There are many lakes in the park, the most popular being Jenny Lake. It was named after the Native American wife of an early explorer. She was helpful to the pioneers and when she died (at a young age) the lake was named after her. The lakes were formed by natural dams that were result of the movements of glaciers and the rocks they displaced.

On the trail to Jenny Lake, Linda came upon a group being guided by a park ranger. She paused to hear him explain what a debt of gratitude we owe to John Rockefeller who bought up thousands of acres of land in this area for the purpose of it being preserved forever. This was during a period when cheap and tacky lodges had sprung up all around the area. They would burn down because of fire problems and spring right back up. Rockefeller did the purchases quietly (through his Snake River Land Company) and paid fair market value so everybody was happy. He also bought up lots of ranch land from downhearted ranchers who were tired of the risks and hardships of ranching, especially after cattle ranching reached an economic low in 1925. Eventually, Rockefeller purchased 32,000 acres of land. Then, once he made his offer to give the land away, it took the U.S. Government three years to decide whether to accept it or not. Duh! Even then it took politicians a long time to agree on anything.

Have you ever seen a house with so much dirt on the roof that there were plants growing on it? We stopped at the Cunningham Cabin turnoff where this land was homesteaded as the Bar Flying U Ranch by J. Pierce and Margaret Cunningham in the 1880s. This cabin is all that remains of the ranch but it is in remarkable condition. It is “dogtrot” style, common in eastern states. It consists of two small cabins joined with an open, covered breezeway. The floors are made of dirt that was wetted with water, compacted and swept. The roof has sod on it – how very green, then and now! The Cunninghams could surely win some kind of eco-friendly award in almost any state today. Well, maybe not California, we don't have any money!

The buzzards learned that what they had been calling split-rail fences are more properly known as buck-and-rail fences. They were an innovation of the first pioneer ranchers. This fencing system is named for the X-shaped braces or cross bucks used to support the horizontal rails. The fences are self-supporting and used where rails were easily obtained. Snow anchors the fence rather than toppling them and the buck-and-rail fences are easily repaired. With the invention of barbed wire after 1900, post-and-wire became commonly used for ranchers who could afford it. Later, with dude and dudette ranching and tourism, there was a resurgence in the use of the rustic buck-and-rail fences.

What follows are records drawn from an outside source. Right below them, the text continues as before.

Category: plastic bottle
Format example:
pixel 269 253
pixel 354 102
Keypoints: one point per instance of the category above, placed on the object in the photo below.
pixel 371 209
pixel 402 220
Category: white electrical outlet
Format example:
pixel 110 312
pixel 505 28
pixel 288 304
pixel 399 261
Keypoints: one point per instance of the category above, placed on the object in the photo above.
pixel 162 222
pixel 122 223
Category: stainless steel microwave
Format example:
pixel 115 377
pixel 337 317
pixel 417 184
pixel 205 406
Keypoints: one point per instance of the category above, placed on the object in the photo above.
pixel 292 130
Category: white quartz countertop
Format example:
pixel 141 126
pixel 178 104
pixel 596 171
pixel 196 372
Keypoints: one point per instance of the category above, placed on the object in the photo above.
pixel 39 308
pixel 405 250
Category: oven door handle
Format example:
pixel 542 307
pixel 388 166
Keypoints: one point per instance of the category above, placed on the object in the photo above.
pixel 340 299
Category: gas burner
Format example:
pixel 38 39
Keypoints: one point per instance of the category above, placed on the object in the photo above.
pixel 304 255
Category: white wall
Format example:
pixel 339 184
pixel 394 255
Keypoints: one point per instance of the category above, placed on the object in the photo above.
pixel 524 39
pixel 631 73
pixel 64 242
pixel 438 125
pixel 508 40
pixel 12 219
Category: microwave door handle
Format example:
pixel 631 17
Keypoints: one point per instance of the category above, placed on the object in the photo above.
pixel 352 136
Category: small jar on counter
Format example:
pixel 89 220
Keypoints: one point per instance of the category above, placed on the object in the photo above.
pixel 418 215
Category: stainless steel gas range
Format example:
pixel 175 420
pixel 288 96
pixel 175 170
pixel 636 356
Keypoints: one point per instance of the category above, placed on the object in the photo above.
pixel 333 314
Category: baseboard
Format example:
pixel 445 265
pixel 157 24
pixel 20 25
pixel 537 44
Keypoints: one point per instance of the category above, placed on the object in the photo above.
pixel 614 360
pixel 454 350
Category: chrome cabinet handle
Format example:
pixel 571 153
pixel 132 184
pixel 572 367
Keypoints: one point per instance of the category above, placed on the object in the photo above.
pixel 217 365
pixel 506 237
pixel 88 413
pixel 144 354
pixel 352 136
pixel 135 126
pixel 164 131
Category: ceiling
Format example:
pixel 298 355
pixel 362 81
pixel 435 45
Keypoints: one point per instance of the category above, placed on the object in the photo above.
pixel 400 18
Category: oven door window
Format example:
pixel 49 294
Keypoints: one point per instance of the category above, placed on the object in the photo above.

You really get your money's worth today with 85 images in the photo gallery. You can view them by clicking here.

We took Hwy 390 back to Jackson and stopped at an Albertsons to get late lunch fixings for ham sandwiches, along with grapes and bananas.

Dinner was at a unique bar joint named The Bird. John had been searching for a place to eat and was, frankly, more impressed by the wording on their menu than anything else. There was much humor in what was written. You gotta love a place that has the temerity to put a sign up over their bar that reads "F*** Off, WE'RE CLOSED!" You might enjoy reading their menu (a pdf file) which you can get by clicking here. John had a burger called "The Jefferson". It was a 1/4 pounder with bacon and blue cheese. Linda had the "Bushy Beaver" a veggie burger, "The best homemade veggie burger that your hippie tongue will ever taste". Both buzzards had a glass of Spaten Optimator, a really yummy dark beer. Oh, and their special homemade ice cream today was Maple Bourbon. You had to be 21 to order it. Linda and John split a dish and it was marvelous.

Rest well. Short drive tomorrow, but lots to see on the way. Don't know how good or reliable our wifi will be in West Yellowstone, but we'll let you know when we do!